At Syracuse University, president and chancellor Nancy Cantor is headed to the much smaller Newark, N.J., campus of Rutgers, two years after firing an assistant basketball coach who'd been accused of sex crimes but never charged.
Former University of Colorado president Betsy Hoffman, who left Boulder amid a football recruiting controversy, resurfaced as provost at Iowa State and is now an economics professor. And Martha Saunders, who left the University of Southern Mississippi after an athletics audit found a $1 million shortfall, quietly became provost at the University of West Florida, the school where her academic career began three decades ago as a public relations professor.
"What I miss least is not having any control over my own life," said Saunders, who said she wanted a change after five years in charge at Southern Miss. "College presidents are on the job 24-7, especially in a small town." With public funding declining, presidents must spend more time raising private funds.
Insiders in academia are hesitant to label such transitions as a trend, noting the uniqueness of each situation and varied circumstances of people moving into and out of top college jobs.
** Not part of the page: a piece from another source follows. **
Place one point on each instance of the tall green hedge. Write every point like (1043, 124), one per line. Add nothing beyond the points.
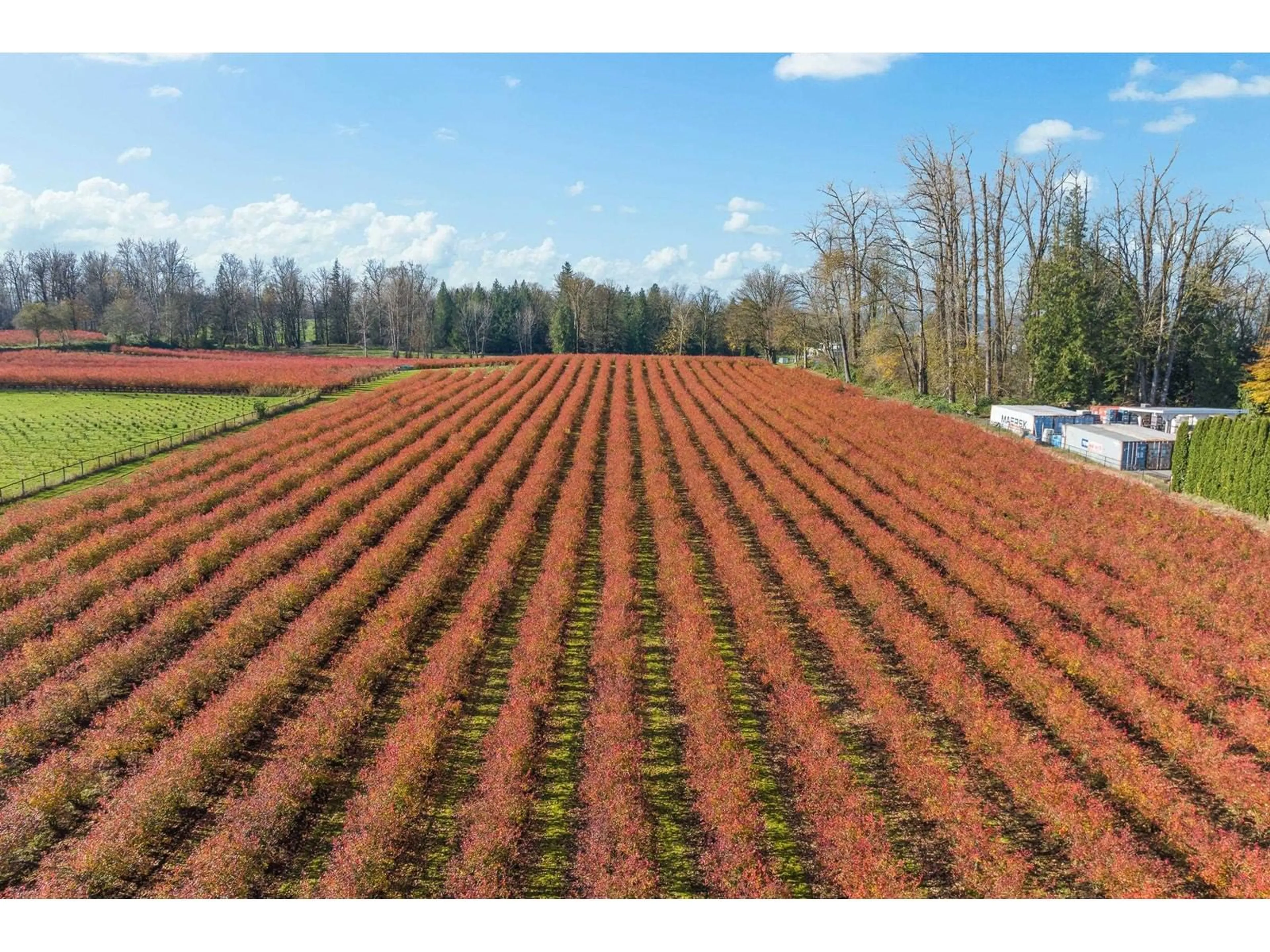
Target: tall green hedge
(1226, 459)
"There are many kinds of second acts that we see," said Molly Corbett Broad, a former University of North Carolina system president who now leads the American Council on Education.
But Broad and her colleagues acknowledge that leadership stints now tend to be shorter. The average stay is seven years, down from 8.5 six years ago, according to the latest data.
Recent research by The Council of Independent Colleges, an association of 640 small and mid-sized schools, similarly found a growing hesitation among other academics to move up into the top jobs.